His face a hard mask of determination, Calastor turned grimly to the girl.

“These are the secrets of Parlion. But I am revealing them freely to you, an agent of the Queen of Green Magic. We urgently need Her help. If She is truly opposed to Drask and his Star Rovers, as Her actions in secreting you as spy within his court would seem to suggest, then perhaps She will lend us more direct aid. Yes, I will take you to Malkh, the Green World—if you will join me in pleading for Her assistance!”

Lurn’s dim purple eyes flashed with excitement.

“Yes! Oh, yes, Calastor! She is … strange and superhuman, sometimes frightening and enigmatic, I know—but She is kind and good as well. I know she will help, if you say to Her the things you have been saying to me! Come, show me your charts—”

He sprang to his feet and seized her white hand.
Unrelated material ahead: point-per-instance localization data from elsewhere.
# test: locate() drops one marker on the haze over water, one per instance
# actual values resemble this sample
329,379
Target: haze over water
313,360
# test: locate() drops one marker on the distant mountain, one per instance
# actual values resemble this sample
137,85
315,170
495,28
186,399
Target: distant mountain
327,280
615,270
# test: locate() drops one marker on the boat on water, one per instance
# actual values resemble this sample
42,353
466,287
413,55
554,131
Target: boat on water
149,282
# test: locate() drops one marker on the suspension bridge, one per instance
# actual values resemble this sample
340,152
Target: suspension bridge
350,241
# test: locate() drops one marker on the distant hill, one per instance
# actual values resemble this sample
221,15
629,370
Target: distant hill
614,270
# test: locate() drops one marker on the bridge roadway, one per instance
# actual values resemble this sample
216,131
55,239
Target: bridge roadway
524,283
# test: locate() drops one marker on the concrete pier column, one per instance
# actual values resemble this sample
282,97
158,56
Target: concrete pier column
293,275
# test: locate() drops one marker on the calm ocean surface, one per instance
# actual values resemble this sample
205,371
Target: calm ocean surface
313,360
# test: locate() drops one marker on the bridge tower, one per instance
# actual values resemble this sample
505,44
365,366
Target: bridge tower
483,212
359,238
“Good girl! I knew I was right in trusting you! But we must hurry—speed is of the essence now, for Drask will very swiftly leave Argion for the World of Mist. His prestige has been injured when I escaped so easily from his grasp, and to recover from this humiliation in the eyes of his men, he must give them another rich conquest—and fast! Anyone who knows psychology can read him that well! And I must be on Xulthoom before his fleets begin their siege … I don’t know just what I can do to frustrate his plans there, but with the aid of the Goddess Niamh—”
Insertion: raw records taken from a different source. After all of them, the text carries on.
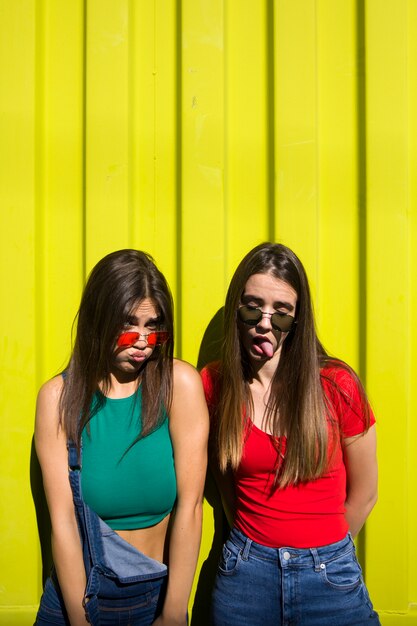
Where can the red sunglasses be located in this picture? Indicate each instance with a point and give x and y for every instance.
(156, 338)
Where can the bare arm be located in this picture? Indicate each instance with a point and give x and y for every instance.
(362, 478)
(50, 441)
(189, 432)
(226, 486)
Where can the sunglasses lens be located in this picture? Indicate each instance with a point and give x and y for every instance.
(157, 338)
(162, 336)
(127, 339)
(249, 315)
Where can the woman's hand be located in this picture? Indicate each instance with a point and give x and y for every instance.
(51, 448)
(189, 426)
(166, 621)
(361, 478)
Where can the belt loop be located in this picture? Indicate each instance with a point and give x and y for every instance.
(246, 549)
(316, 559)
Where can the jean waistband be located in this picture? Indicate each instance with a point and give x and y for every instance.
(289, 556)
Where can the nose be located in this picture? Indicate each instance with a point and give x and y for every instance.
(142, 337)
(265, 321)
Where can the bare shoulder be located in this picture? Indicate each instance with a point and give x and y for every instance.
(47, 405)
(51, 390)
(186, 375)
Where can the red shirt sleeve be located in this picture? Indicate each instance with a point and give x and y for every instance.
(348, 406)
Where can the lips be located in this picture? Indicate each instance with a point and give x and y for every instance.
(137, 356)
(263, 347)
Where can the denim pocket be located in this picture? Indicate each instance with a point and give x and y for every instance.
(51, 608)
(230, 559)
(342, 572)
A shrill alarm cut across his exuberant words. Face tensing suddenly, he sprang to the panels, riveting his attention on the glowing detector-screens. Lurn joined him, laying a slim hand on his rigid arm, gazing up into the frozen mask of his face, weird in the light of the screens.

“What is it? Tell me!”

“Drask has made his move even more swiftly than I had expected,” he said dully. “Even now the Rovers are loading the loot of Argion aboard their fleets, making ready for departure. No time now to fly to the World of Green Magic to confer with your Mistress! Every moment counts. We must follow the fleet to Xulthoom, flying invisible and indetectible, shadowing them. But what I shall do to stop them, once we reach the Mist-World, I … do not … know!”

Lurn’s soul froze within her at the chill note of despair in Calastor’s voice, and she clutched his arm with white fingers, staring with him at the glowing screens.